Cutler and Rabbi David Baron –– who originally led two Conservative, non-industry synagogues as well as the Synagogue for the Performing Arts, before starting Temple Shalom for the Arts –– both describe their pulpits as a place where arts and religion combine. “We fall somewhere between Conservative and Reform,” Cutler said of the Creative Arts Temple. “We’re traditional in our own way.”
Baron said he resists a “tag” of Conservative, Reform or anything else. Cantor Judy Fox, who has shared the pulpit with Telushkin and Baron, said “their synagogues defy labeling.” At all three of the synagogues, prayers are in Hebrew and English, and there are Yiddish songs and poetry. Occasionally a well-known musician strikes up the strings in Russian, Ladino and other languages. Sometimes the synagogues will have a “surprise singer” usually from either the opera world or Broadway.
When Cutler started the Synagogue for the Performing Arts annual membership cost $18, and the rabbi didn’t get paid. Cutler said membership fees are “still kept low.” He said he is “nominally paid” now. Knowing from experience that performers are often “between jobs,” he welcomes even those who can’t afford High Holy Days tickets at $100.
“Nobody is kept out.” Cutler said. About 1,000 attend Cutler’s services at Beverly Hills High School each year. Services for Temple Shalom for the Arts will be at the Wilshire Theatre in Beverly Hills, where High Holy Days tickets cost nonmembers $250. About 2,000 people are expected.
Baron, a New Yorker, is descended from “a long line of chasidic rabbis.” Attractive and well built — like many of his congregants — he has a quick smile and friendly manner. Widowed (his first wife, Ellen, died from breast cancer), he is the father of a 17-year-old, Jonathan, who since childhood has been blowing the shofar. Baron’s second wife is also named Ellen. Telushkin has been rabbi of the Synagogue for the Performing Arts for more than a decade. About 2,000 are expected this year, according to Fox, the cantor.
Tickets for High Holy Day services at the Synagogue for the Performing Arts are $250, or $75 per service. Fox, who has been singing at the Synagogue for the Performing Arts since 1982, and has shared the pulpit with different rabbis, says she is always inspired by Telushkin: “He is funny. He can make tragic things lighter, and his sermons are useful to people.”
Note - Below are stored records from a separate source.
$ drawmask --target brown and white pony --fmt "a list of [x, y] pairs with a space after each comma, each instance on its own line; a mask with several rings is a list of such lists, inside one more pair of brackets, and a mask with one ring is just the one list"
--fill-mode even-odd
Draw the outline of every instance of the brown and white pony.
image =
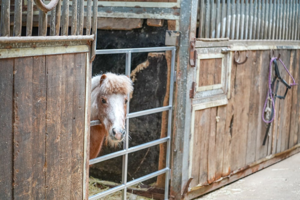
[[91, 127], [89, 158], [97, 157], [104, 138], [106, 144], [117, 146], [125, 136], [127, 94], [132, 81], [124, 75], [107, 73], [92, 78], [91, 120], [101, 124]]

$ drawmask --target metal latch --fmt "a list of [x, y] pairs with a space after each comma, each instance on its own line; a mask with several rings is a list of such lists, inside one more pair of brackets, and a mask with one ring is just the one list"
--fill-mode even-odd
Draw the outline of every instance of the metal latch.
[[191, 40], [189, 50], [189, 64], [191, 66], [196, 66], [197, 60], [197, 51], [195, 49], [195, 40]]

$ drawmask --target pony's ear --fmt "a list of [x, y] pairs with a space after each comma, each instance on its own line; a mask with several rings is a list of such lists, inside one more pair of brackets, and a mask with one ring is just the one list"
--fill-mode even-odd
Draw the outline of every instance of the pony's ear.
[[106, 75], [105, 74], [103, 74], [102, 76], [101, 76], [101, 78], [100, 78], [100, 85], [101, 85], [101, 84], [102, 84], [102, 82], [103, 82], [103, 81], [106, 78]]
Come the new year, the stars will be out. Most will attend one of the three industry synagogues; others, like Paul Reiser, may choose to mingle with lesser-known Jews at the Stephen S. Wise Temple, while still others may choose a synagogue in Venice, Cali., one that’s closer to the beach — a convenient place for casting off sins. This year, for the second time, Jews who are ill, infirm or otherwise unable to attend a synagogue can watch “Yom Kippur: Prayers of Atonement” on the Hallmark Channel, playing on the small screen in a number of major American cities on October 5. Baron has put together a program that features Jason Alexander, Larry King, Arthur Miller, Mary Hart and Theodore Bikel, among others, to show and tell and sing the history, tradition and music of the sacred holy day.